Part II: AdaBoost (20 points)
In a function adaboost, implement the AdaBoost method defined on pages 658-659 in Bishop (Section 14.3). Use decision stumps as your weak classifiers. If some classifier produces an α value less than 0, set the latter to 0 (which effectively discards this classifier) and exit the iteration loop.
[3 pts] Initialize all weights to 1/N. Then iterate:
[7 pts] Find the best decision stump, and evaluate the quantities ε and α.
[7 pts] Recompute and normalize the weights.
[3 pts] Compute the final labels on the test set, using all classifiers (one per iteration).
X_train, y_train, X_test, and
a scalar iters defining how many iterations of AdaBoost to run (denoted as M in Bishop).
an Mx1 vector y_pred_final, containing the final labels on the test set, using all iters classifiers.
Part III: Testing boosting on Pima Indians (10 pts)

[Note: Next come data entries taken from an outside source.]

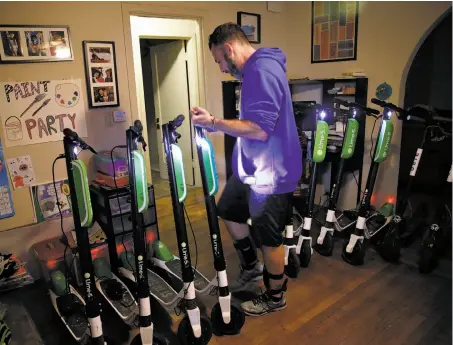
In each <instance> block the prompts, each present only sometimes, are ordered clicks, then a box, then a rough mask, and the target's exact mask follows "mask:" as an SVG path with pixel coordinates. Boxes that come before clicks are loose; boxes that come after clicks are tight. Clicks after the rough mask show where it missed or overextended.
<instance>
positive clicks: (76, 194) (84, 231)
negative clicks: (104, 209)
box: [52, 128, 110, 345]
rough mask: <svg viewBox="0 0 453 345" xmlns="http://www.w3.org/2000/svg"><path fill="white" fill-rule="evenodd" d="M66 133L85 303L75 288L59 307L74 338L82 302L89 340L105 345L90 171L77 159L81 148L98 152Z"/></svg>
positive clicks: (79, 140)
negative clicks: (90, 241) (96, 282)
mask: <svg viewBox="0 0 453 345" xmlns="http://www.w3.org/2000/svg"><path fill="white" fill-rule="evenodd" d="M63 134H64V138H63V146H64V155H60V156H59V157H58V158H64V159H65V161H66V170H67V174H68V183H69V189H70V191H71V193H70V197H71V205H72V216H73V219H74V227H75V233H76V239H77V248H78V254H79V260H80V269H81V272H82V276H83V286H84V290H85V300H80V295H78V293H77V292H76V291H75V289H72V288H71V289H70V290H68V291H66V293H65V294H62V295H60V296H56V306H57V309H58V314H59V315H60V317H61V318H62V319H63V321H64V322H65V324H66V325H67V326H68V328H69V329H70V330H71V333H72V334H73V336H74V333H73V331H74V328H72V327H71V326H70V324H71V321H70V318H71V313H72V311H74V309H75V310H76V309H78V308H79V306H78V305H80V303H82V304H83V307H84V309H85V313H86V317H87V319H88V320H87V321H88V324H89V329H90V332H89V339H88V341H89V343H90V345H105V344H107V340H106V339H105V337H104V333H103V329H102V321H101V309H100V303H99V300H98V296H97V293H96V288H95V276H94V269H93V261H92V257H91V250H90V241H89V238H88V228H89V227H90V226H91V225H92V223H93V211H92V208H91V200H90V193H89V185H88V179H87V171H86V167H85V164H84V163H83V162H82V161H81V160H79V159H77V155H78V153H80V151H78V147H80V148H81V150H90V151H91V152H93V153H94V154H96V151H95V150H93V148H92V147H91V146H89V145H88V144H86V143H85V142H84V141H83V140H82V138H80V137H79V136H78V135H77V133H75V132H74V131H72V130H71V129H69V128H65V129H64V130H63ZM52 278H53V279H54V282H58V280H59V279H61V278H62V277H61V275H60V276H59V275H58V274H57V275H55V276H53V277H52ZM63 278H64V276H63ZM109 343H110V341H109Z"/></svg>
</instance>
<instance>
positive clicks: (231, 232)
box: [224, 220, 250, 241]
mask: <svg viewBox="0 0 453 345" xmlns="http://www.w3.org/2000/svg"><path fill="white" fill-rule="evenodd" d="M224 223H225V225H226V227H227V229H228V232H229V233H230V235H231V237H232V238H233V240H234V241H238V240H242V239H243V238H246V237H248V236H249V235H250V230H249V226H248V224H247V223H244V224H240V223H235V222H232V221H230V220H224Z"/></svg>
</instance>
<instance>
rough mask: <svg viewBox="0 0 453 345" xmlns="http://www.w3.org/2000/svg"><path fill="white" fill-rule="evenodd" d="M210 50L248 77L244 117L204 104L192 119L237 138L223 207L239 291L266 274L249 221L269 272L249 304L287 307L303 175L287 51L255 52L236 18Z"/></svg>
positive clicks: (213, 41)
mask: <svg viewBox="0 0 453 345" xmlns="http://www.w3.org/2000/svg"><path fill="white" fill-rule="evenodd" d="M209 49H210V50H211V53H212V56H213V57H214V60H215V62H216V63H218V64H219V67H220V70H221V71H222V72H223V73H229V74H231V75H232V76H233V77H235V78H236V79H239V80H240V81H241V82H242V88H241V110H240V116H239V119H237V120H224V119H222V118H217V117H214V116H213V115H211V114H210V113H209V112H208V111H207V110H205V109H203V108H200V107H193V108H192V109H191V116H192V122H193V124H194V125H196V126H201V127H204V128H206V129H207V130H208V131H222V132H224V133H226V134H228V135H231V136H234V137H237V141H236V145H235V148H234V153H233V158H232V159H233V162H232V165H233V175H232V177H231V178H230V179H229V180H228V181H227V184H226V186H225V189H224V191H223V193H222V196H221V198H220V200H219V203H218V205H217V209H218V214H219V217H221V218H222V219H223V220H224V222H225V224H226V227H227V229H228V231H229V232H230V234H231V236H232V238H233V241H234V246H235V248H236V250H237V251H238V253H239V257H240V259H241V266H242V267H241V268H242V270H241V275H240V277H239V279H238V280H237V281H235V282H232V283H231V284H230V288H231V290H232V291H238V290H241V289H246V288H247V287H248V286H249V285H250V284H253V283H254V282H257V281H259V280H261V279H263V266H262V265H261V264H260V263H259V262H258V257H257V253H256V247H255V246H254V244H253V243H252V241H251V239H250V233H249V227H248V225H247V220H248V219H249V218H251V220H252V226H253V228H254V230H256V231H255V232H256V233H257V234H258V235H259V240H260V244H261V248H262V252H263V258H264V266H265V268H266V273H267V277H268V278H269V280H268V281H267V279H266V281H265V285H266V292H264V293H263V294H262V295H260V296H258V297H257V298H256V299H254V300H252V301H248V302H244V303H242V308H243V309H244V311H245V313H246V314H248V315H255V316H256V315H264V314H267V313H269V312H272V311H278V310H283V309H284V308H285V307H286V299H285V296H284V292H285V291H286V284H287V279H285V277H284V264H285V262H284V257H285V252H284V248H283V231H284V228H285V220H286V214H287V212H288V209H289V208H290V207H291V198H292V193H293V191H294V190H295V189H296V186H297V184H298V182H299V178H300V176H301V174H302V152H301V147H300V143H299V138H298V135H297V130H296V123H295V119H294V114H293V106H292V99H291V92H290V89H289V85H288V79H287V77H286V57H285V55H284V53H283V52H282V51H281V50H280V49H278V48H260V49H258V50H255V49H254V48H253V47H252V46H251V44H250V43H249V41H248V40H247V37H246V35H245V34H244V32H243V31H242V29H241V28H240V27H239V26H238V25H236V24H233V23H227V24H223V25H220V26H218V27H217V28H216V29H215V30H214V32H213V33H212V34H211V35H210V37H209Z"/></svg>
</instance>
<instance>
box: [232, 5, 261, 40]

In a script adaboost_demo.m, test the performance of your AdaBoost method on the Pima Indians dataset. Use the train/test split code (10-fold cross-validation) from HW4. Convert all 0 labels to -1. Try employing (10, 20, 50) iterations. Compute and report (in report.pdf/docx) the accuracy on the test set, using the final test set labels computed above.
Part IV: Probability review (5 points)
In your report file, complete Bishop Exercise 1.3. Show your work.